Anatomy of a manufactured controversy

Nov 03, 2008 20:52


A strange story appeared in the UK press today:

This is not a piece of news: there’s no event being reported here. It’s a report about someone saying something about someone. Now these kinds of non-news-stories are very common in the UK press, but usually it’s clear where they come from: they originate from public relations companies pushing a product (as in the case of the Telegraph piece “Formula for a perfect shopping trip revealed” which generated a bit of free publicity for a shopping centre) or pressure groups pushing a cause (as in the Telegraph piece “Fish ‘should be rebranded as sea kittens’” which reported on a publicity campaign by an animal rights group). I wish journalists wouldn’t do this, but I guess that staffing levels and the pressure of work mean that they have basically no other way to meet their allotted word count; the blame lies with management who allow their organizations to be used as mouthpieces for PR flacks. *

But in the case of the Latin story it’s completely unclear who’s doing the pushing. The Mail and the Telegraph attribute it to unnamed “classics scholars”; the AP to “Britain's Greek and Latin aficionados”; the BBC to “some Latin scholars”. So who’s behind this?

A couple of people give quotes: Professor Mary Beard of Cambridge University and Peter Jones, “an academic and founder of the charity Friends of Classics”. Are they the culprits? This article on their website suggests not: that they were asked to comment by the media rather than being the source of the story.

What about Mary Beard? Here’s where it gets interesting.

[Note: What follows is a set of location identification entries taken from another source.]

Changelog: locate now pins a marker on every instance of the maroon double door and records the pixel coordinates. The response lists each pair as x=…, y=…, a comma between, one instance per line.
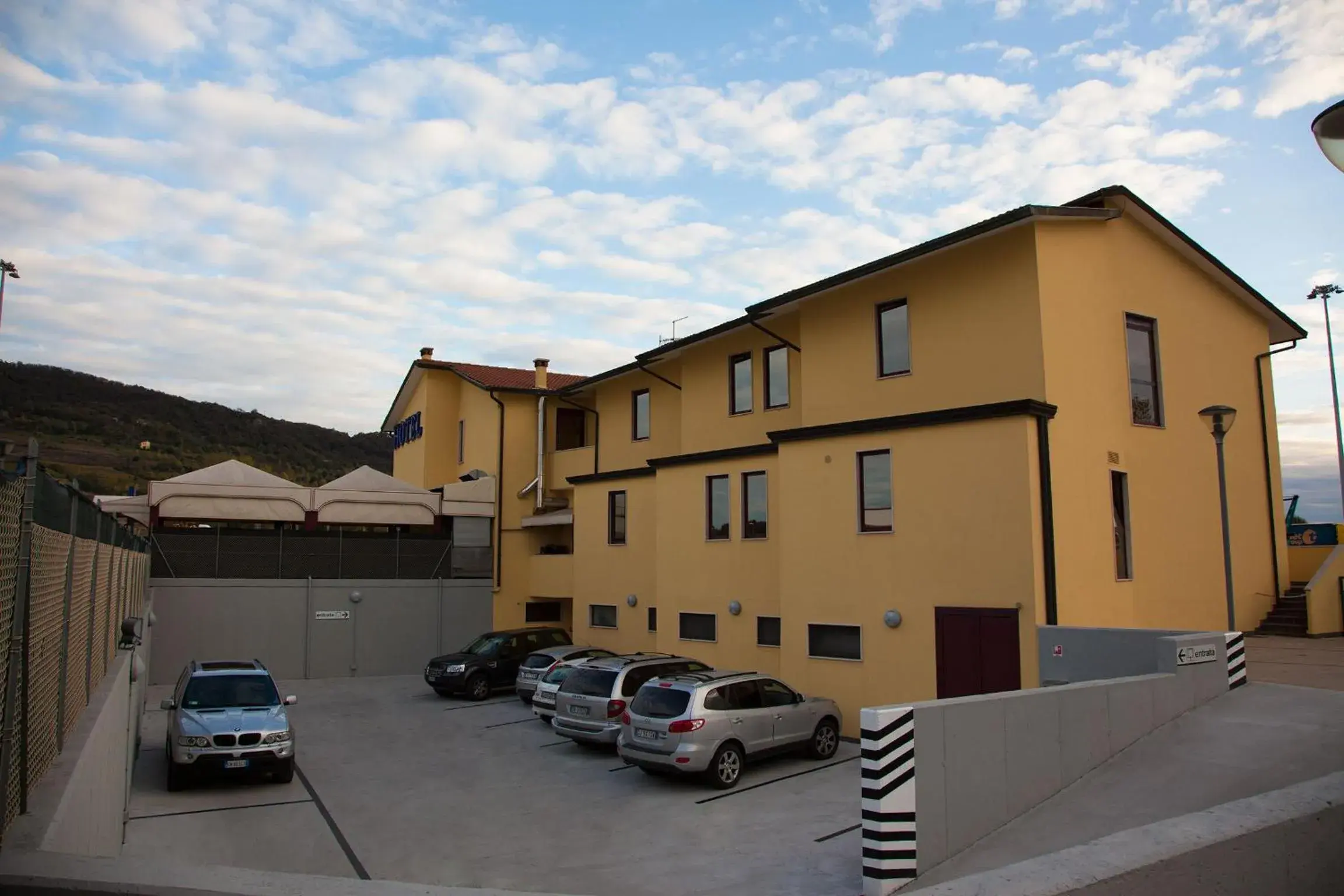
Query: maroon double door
x=978, y=650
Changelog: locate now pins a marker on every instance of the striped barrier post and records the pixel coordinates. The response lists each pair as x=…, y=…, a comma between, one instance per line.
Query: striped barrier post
x=1236, y=660
x=887, y=761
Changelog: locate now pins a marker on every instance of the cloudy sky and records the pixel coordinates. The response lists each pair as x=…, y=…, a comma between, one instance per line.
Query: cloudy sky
x=275, y=203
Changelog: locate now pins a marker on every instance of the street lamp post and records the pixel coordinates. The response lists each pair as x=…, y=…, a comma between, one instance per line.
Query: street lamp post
x=1219, y=419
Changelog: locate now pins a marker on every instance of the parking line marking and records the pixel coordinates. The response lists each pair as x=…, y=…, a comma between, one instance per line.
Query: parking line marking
x=843, y=831
x=201, y=812
x=516, y=722
x=797, y=774
x=331, y=822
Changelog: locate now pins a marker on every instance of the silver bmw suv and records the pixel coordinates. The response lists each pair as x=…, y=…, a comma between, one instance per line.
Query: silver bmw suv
x=226, y=716
x=714, y=722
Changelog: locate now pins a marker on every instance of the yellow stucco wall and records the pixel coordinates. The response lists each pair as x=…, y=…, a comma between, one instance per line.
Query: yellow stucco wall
x=974, y=481
x=1090, y=276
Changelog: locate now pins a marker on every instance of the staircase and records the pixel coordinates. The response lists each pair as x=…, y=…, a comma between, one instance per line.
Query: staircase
x=1289, y=614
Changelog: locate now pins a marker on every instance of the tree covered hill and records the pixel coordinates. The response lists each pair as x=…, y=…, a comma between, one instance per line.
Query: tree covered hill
x=90, y=429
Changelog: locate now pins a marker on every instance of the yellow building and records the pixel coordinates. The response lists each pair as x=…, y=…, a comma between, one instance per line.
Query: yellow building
x=881, y=484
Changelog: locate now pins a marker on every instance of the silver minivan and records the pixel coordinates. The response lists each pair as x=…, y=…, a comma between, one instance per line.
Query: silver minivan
x=714, y=722
x=592, y=699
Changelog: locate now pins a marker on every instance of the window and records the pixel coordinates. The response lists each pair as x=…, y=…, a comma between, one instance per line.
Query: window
x=698, y=626
x=717, y=527
x=570, y=430
x=876, y=492
x=740, y=383
x=834, y=642
x=753, y=506
x=640, y=414
x=616, y=517
x=893, y=339
x=1120, y=520
x=542, y=611
x=1146, y=400
x=777, y=376
x=601, y=615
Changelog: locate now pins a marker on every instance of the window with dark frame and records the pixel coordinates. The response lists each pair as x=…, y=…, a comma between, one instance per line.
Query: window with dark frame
x=698, y=626
x=717, y=520
x=754, y=506
x=740, y=383
x=570, y=429
x=777, y=376
x=1146, y=394
x=768, y=632
x=1120, y=522
x=616, y=517
x=893, y=339
x=835, y=642
x=640, y=415
x=876, y=491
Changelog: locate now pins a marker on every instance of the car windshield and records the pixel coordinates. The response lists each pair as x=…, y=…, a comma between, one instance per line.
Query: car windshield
x=485, y=644
x=225, y=692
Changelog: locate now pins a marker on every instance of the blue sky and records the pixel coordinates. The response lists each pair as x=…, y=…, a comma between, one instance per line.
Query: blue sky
x=275, y=203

Her blog has a recent post on the issue, “It's bonkers to ban Latin”, which says:

I was contacted last week by a Telegraph journalist, The Telegraph had uncovered, he said, the fact that local councils were banning Latin words from all official documents and in their dealings with the public more generally. This was information the paper had obtained using the Freedom of Information Act. (Hang on… do you really need the FOI Act to find out about this, or did the horrid truth emerge during a trawl for something even more sinister?)

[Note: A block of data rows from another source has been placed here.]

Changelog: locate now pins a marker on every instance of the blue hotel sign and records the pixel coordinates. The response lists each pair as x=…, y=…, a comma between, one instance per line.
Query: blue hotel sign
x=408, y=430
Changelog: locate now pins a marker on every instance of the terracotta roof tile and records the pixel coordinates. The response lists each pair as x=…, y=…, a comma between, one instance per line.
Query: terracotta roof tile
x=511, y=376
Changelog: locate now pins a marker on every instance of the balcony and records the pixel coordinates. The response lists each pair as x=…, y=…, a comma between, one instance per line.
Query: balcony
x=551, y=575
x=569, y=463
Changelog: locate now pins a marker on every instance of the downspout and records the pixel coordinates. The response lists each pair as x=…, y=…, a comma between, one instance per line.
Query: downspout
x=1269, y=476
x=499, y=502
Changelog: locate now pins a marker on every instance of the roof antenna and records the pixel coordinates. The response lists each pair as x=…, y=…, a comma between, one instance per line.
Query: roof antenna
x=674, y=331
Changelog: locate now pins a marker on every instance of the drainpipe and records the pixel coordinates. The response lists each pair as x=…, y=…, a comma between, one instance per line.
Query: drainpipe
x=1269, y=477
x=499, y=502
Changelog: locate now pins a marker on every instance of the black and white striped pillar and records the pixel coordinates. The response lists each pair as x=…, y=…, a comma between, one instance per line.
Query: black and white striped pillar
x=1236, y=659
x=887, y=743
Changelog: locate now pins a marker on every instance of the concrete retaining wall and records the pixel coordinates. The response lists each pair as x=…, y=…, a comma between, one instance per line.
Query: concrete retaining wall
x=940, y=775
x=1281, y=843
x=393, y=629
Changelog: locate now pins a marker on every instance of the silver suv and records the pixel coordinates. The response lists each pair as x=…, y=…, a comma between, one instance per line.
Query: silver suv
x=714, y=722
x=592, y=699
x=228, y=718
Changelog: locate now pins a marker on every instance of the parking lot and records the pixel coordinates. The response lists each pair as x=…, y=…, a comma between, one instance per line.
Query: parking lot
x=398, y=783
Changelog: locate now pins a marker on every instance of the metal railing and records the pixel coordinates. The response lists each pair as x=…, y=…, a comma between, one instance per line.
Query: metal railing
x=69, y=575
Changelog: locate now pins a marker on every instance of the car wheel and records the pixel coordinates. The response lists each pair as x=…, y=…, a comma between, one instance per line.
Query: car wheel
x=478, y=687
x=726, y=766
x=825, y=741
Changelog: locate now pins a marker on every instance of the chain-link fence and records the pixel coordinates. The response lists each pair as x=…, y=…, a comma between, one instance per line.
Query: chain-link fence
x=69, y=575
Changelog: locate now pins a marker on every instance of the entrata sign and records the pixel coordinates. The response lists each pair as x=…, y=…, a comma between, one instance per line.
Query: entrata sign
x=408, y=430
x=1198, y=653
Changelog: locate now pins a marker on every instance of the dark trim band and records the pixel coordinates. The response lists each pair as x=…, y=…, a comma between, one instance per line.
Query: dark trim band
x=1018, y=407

This strongly suggests that the story originates with someone at the Telegraph, someone obsessed enough with the issue to send out FoI requests to councils for their language policies. And a bit of further digging strongly suggests that the man with the bee in his bonnet is Telegraph writer Gerald Warner (pictured), who wrote a piece on the issue, “Local council cretins ban Latin as ‘elitist’, pro bono publico”, on November 2, a day before the story broke elsewhere.

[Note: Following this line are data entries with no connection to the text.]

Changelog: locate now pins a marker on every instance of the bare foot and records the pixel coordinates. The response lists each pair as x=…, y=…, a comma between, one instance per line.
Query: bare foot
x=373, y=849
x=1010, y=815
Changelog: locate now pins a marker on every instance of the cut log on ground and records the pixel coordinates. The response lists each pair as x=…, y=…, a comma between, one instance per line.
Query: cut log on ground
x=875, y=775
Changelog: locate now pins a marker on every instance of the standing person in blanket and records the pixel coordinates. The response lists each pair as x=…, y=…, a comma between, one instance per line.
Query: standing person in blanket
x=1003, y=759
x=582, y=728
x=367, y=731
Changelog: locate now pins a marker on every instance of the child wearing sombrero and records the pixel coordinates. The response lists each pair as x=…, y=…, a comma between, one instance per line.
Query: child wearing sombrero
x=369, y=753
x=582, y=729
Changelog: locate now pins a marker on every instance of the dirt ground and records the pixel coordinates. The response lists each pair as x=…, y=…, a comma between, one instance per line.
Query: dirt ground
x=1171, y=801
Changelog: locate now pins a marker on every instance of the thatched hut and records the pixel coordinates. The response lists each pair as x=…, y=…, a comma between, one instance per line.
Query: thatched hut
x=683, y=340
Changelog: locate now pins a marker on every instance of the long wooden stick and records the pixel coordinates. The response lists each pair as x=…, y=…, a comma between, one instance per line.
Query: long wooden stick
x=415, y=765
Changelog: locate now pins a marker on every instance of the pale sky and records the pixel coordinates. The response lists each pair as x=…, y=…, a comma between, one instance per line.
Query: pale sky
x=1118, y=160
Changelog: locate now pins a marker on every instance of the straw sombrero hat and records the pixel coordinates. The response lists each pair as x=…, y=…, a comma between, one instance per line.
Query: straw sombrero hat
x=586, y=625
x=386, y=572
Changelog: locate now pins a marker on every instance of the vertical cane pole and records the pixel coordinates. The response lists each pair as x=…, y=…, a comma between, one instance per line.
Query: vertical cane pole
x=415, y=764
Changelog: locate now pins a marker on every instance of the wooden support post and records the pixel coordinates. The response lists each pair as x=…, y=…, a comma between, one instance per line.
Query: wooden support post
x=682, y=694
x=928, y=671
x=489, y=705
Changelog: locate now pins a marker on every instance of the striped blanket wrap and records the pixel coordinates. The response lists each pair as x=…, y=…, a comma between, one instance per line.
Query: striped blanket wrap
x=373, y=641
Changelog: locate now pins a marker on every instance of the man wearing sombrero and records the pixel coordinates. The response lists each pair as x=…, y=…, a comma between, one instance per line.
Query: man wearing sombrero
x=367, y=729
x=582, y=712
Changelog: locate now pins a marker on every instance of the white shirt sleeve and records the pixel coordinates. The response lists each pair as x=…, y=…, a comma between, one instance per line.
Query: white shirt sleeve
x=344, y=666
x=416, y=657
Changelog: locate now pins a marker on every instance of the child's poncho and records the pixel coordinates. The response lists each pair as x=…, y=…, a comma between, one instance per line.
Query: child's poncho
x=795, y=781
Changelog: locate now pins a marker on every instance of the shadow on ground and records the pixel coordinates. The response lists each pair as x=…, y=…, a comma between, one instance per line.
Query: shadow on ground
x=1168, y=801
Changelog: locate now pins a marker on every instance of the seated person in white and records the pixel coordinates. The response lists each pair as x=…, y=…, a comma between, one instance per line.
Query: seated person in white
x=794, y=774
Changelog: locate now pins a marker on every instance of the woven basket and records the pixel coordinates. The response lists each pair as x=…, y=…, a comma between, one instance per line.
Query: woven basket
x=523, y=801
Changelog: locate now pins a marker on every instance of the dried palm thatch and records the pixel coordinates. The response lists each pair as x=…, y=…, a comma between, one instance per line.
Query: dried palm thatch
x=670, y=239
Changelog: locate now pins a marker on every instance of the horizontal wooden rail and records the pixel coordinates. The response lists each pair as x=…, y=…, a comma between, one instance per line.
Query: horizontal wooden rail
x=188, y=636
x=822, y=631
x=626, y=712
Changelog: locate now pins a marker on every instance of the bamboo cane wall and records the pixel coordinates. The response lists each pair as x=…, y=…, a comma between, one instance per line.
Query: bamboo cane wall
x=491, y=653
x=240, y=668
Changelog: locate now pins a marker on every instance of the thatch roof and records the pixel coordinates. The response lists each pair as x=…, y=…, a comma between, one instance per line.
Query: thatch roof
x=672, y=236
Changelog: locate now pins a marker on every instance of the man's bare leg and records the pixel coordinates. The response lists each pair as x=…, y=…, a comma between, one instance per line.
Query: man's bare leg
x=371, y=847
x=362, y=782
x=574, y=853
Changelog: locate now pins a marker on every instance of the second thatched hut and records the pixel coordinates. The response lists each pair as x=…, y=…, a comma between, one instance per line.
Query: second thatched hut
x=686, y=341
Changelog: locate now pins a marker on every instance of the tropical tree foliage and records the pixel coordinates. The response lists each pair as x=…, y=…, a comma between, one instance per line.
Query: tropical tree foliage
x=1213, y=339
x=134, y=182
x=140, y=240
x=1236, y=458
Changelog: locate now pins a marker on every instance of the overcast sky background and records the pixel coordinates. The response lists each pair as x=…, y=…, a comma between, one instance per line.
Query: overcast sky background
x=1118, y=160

And my goodness, Mr Warner certainly feels strongly about the issue:

Councillors and their staff are the most ignorant and pretentious people in Britain. They are so superfluous to any conceivable requirement, the constraints of the English language inhibit adequate expression of how unnecessary, unwanted, useless, unfit for purpose and generally de trop (whoops!) these municipal excrescences are. These priggish, politically correct, climate change-obsessed, social engineering, provincial Hitlers (forgive me for not coming off the fence and saying what I really think) are as useful as a code of ethics in a New Labour Cabinet.

In fact the whole piece is so full of raving right-wing reactionary drivel, that I can hardly believe it's intended seriously. Read the whole thing for the full head-exploding experience.

Now one could try to refute him on the facts: of course public bodies have guidelines on how to deal with the public, and of course they have to deal all the time with people for whom English is not their first language, and who are not highly educated. Having guidelines on communicating simply and effectively doesn’t amount to a “ban” on Latin.

But really there’s no point, because he makes it completely clear why he wants to preserve the use of Latin in official language:

Latin is a useful litmus test. It separates the civilised, as in past centuries, from the Goths and Vandals.

It’s a “litmus test”. If government services use Latin, then people who have not studied Latin will find it harder to use to those services, and people who have studied Latin will gain a relative advantage. People like him.

So shame on the press for picking up this absurd defense of privilege and running it as a news story. I hope you didn't fall for it.

* Credit where it’s due: I got this narrative about the media’s relationship with PR, and the two examples, from Ben Goldacre.

Update: also discussing this chez gerald-duck, language hat, and language log.

Further update: Bournemouth Borough Council have issued a press release on the issue:

Bournemouth Council must correct inaccurate reporting in several national media.

The Council has not banned any Latin words or phrases. Two years ago, we issued advice to our staff to encourage plain, appropriate and easily-understood language. This includes considering whether or not various phrases, including jargon and Latin, are appropriate for the particular audience that the information is aimed at.